En Algérie, les esprits et les capitaux sont réservés d’autant que les instruments de mobilisation font défaut. En finale, la demande solvable locale risque d’être d’autant plus limitée qu’elle pourrait être sollicitée pour d’autres emplois concernant les investisseurs non résidants ; ceux-ci ne sont guère à s’impliquer jusque-là. Aussi, il s’agit de développer les incitations voulues pour dégripper la situation tout en veillant à éviter une mainmise plus ou moins totale des intérêts étrangers sur l’ensemble de l’économie.

Une des possibilités est qui ne serait pas privilégiée par l’Etat est la disponibilité des ressources à attendre de la privatisation. En d’autres termes, la dotation des flux attendus du produit de la cession des entreprises ne constitue pas le critère primordial et par contre situer l’enjeu sur le plan industriel et sur l’amélioration de l’efficacité d’exploitation des entreprises ainsi que de leur développement. Ainsi peut s’élargir la population des investisseurs potentiels.
Le principe de cession à tempérament est retenu par le législateur relative à la privatisation des entreprises publiques. Il est du seul ressort du gouvernement et le montage du financement ne s’effectue pas à travers un système bancaire, mais par le biais du Trésor. La possibilité de sollicitation du système bancaire diffère suivant qu’il s’agit d’un investisseur résidant ou non.
Dans le cas d’un investisseur résidant, celui-ci ne peut s’adresser qu’aux banques publiques et toute la problématique réside pour celui-ci à se faire garantir par lesdites banques, le problème pour ces dernières étant l’augmentation de leurs engagements par signature au détriment de leurs capacités de financement pour les autres besoins.
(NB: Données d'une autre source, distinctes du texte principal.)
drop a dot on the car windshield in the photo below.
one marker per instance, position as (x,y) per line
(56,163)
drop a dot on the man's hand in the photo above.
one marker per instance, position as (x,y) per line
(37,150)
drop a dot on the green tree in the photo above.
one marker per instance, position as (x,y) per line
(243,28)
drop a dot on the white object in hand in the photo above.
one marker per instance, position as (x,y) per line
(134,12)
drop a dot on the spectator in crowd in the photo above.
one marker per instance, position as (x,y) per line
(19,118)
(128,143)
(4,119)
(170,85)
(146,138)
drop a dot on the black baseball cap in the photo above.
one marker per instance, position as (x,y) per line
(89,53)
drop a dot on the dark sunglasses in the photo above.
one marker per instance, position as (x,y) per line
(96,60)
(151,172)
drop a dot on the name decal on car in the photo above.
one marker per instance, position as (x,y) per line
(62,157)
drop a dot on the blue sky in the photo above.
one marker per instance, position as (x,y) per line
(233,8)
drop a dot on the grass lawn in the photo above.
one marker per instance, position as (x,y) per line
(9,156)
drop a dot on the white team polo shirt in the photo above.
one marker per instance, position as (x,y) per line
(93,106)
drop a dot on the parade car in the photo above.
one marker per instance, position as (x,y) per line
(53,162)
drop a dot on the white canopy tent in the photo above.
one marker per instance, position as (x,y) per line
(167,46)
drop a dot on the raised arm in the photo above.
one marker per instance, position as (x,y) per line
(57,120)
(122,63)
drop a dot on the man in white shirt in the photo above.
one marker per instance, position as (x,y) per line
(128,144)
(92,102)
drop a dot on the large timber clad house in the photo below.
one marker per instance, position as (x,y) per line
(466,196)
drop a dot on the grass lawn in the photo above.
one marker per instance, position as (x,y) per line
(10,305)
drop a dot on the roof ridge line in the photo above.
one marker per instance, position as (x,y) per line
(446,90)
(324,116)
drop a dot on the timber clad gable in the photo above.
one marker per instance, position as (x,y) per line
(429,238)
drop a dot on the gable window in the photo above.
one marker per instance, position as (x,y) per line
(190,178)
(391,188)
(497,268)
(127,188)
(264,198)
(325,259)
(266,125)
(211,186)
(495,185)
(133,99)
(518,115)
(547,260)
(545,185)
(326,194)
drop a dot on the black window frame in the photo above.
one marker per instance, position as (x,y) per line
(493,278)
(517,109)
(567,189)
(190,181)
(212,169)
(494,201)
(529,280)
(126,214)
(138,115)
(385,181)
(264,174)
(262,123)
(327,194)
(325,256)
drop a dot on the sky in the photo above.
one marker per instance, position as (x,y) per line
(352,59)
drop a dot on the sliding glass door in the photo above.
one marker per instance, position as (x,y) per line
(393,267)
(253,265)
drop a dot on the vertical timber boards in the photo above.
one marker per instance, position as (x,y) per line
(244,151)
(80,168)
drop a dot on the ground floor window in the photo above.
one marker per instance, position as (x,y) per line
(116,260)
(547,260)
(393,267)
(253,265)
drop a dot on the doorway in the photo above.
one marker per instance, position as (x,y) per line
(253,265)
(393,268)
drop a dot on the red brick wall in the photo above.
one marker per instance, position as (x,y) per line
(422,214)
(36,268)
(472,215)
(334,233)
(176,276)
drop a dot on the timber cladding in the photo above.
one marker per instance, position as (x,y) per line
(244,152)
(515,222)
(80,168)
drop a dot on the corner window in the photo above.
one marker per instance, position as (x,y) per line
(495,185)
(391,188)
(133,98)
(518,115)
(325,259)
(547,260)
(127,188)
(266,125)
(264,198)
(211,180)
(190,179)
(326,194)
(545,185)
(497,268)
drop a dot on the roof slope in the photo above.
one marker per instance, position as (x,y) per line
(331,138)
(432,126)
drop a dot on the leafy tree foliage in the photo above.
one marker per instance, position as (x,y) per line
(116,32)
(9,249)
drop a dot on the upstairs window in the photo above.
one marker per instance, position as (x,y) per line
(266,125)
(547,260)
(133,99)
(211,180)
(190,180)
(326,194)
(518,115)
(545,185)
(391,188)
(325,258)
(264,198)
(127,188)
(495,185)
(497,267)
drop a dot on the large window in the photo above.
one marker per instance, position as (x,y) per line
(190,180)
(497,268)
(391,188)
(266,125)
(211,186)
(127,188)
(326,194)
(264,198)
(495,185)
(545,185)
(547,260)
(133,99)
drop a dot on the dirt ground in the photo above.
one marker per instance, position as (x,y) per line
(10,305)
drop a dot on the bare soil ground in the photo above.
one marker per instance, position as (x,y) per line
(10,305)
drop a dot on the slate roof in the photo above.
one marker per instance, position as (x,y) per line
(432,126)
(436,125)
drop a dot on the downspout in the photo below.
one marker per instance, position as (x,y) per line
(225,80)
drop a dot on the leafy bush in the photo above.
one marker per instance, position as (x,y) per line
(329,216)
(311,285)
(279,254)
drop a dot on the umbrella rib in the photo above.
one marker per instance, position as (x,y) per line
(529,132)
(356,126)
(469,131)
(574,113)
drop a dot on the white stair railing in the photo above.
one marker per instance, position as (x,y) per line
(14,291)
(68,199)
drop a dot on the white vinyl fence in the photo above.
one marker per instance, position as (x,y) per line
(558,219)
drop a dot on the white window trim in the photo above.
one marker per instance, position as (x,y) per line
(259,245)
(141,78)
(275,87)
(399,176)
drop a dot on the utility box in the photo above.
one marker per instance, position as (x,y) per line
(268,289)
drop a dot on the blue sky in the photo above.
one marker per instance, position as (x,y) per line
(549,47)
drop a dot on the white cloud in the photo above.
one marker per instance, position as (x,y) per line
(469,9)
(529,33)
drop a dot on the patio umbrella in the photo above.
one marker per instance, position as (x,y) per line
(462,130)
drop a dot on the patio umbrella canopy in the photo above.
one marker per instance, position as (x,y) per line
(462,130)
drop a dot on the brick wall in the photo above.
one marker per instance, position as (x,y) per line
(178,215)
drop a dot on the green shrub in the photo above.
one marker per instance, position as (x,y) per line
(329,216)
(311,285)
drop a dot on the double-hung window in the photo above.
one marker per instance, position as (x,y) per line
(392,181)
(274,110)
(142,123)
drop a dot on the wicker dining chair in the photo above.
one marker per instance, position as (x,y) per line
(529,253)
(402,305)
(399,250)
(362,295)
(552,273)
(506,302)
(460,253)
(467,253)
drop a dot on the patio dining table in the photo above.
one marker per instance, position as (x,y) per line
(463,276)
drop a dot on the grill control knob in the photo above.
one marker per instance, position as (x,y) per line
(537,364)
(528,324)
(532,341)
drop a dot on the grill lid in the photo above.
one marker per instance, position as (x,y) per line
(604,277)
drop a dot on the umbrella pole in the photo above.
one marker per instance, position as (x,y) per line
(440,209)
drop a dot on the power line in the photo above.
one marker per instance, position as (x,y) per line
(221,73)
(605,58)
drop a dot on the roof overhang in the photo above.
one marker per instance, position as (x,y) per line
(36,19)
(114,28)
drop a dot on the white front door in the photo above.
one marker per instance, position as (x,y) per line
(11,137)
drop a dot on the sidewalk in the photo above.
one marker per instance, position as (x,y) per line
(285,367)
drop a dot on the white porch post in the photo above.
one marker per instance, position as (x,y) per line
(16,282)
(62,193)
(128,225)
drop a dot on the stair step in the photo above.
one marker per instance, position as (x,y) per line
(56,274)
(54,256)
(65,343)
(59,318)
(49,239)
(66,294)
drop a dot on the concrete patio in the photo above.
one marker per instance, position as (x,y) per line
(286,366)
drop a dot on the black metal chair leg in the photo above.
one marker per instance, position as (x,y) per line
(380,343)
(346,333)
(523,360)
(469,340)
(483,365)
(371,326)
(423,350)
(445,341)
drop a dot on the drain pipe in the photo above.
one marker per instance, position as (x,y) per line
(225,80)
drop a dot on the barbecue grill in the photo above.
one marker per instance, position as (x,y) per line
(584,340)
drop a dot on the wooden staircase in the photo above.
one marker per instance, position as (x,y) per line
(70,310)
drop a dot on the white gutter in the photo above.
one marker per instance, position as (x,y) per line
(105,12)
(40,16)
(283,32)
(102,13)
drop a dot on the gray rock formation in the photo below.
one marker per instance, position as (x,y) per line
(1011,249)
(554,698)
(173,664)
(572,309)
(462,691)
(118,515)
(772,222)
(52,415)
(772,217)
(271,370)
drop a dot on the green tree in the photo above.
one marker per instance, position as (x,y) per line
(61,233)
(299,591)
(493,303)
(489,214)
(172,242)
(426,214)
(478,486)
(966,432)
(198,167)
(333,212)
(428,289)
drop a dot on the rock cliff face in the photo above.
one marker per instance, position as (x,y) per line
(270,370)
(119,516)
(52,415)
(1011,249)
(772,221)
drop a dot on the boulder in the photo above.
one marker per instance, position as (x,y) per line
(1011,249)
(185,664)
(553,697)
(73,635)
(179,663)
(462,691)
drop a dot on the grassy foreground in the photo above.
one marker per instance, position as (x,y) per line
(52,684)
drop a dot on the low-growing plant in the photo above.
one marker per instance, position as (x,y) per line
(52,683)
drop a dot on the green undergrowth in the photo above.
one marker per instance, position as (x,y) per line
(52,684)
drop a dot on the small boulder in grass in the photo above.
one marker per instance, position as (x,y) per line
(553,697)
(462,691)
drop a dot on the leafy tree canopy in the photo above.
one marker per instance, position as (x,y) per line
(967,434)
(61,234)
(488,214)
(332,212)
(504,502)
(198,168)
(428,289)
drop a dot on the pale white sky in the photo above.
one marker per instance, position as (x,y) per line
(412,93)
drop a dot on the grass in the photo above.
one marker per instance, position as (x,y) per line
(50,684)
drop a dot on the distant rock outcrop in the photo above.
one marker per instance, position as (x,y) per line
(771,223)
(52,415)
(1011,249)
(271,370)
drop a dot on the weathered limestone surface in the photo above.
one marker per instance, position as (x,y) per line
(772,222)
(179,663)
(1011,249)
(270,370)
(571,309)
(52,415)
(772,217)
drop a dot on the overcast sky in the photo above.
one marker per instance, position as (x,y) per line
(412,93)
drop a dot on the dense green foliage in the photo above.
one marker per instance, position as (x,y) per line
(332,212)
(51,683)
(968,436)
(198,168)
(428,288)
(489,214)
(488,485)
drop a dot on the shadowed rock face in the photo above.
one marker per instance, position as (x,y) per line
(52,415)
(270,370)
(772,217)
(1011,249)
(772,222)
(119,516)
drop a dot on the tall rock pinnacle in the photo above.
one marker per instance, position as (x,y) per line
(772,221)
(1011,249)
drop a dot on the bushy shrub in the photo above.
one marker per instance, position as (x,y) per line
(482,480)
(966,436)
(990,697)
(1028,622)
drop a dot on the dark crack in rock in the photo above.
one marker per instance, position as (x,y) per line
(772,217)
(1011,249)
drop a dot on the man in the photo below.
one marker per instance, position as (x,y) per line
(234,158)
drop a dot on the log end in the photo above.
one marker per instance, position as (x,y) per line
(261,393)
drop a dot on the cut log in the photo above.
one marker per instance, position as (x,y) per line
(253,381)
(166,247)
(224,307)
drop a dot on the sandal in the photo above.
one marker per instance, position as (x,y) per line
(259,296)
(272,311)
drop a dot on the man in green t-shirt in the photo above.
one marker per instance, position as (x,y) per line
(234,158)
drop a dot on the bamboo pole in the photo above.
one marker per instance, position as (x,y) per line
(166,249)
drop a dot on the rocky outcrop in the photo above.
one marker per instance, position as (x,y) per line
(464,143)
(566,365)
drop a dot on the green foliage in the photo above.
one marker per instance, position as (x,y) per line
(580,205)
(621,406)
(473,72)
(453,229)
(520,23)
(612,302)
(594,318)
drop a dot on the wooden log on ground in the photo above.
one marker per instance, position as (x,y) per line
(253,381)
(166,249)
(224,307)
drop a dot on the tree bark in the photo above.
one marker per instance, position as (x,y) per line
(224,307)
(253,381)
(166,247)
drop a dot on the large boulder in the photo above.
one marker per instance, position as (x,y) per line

Pour un investisseur non résidant qui s’adresse au système bancaire de son propre pays, Ie problème évoqué dans le paragraphe ci-dessus se pose avec moins d’acuité. Reste à se prononcer sur la qualité de l’argent et en particulier les fonds qui peuvent avoir échappé aux obligations fiscales. Une amnistie décrétée selon les voies de droit appropriées permettraient de surmonter la difficulté. Dans tous les cas, une décision doit être prise.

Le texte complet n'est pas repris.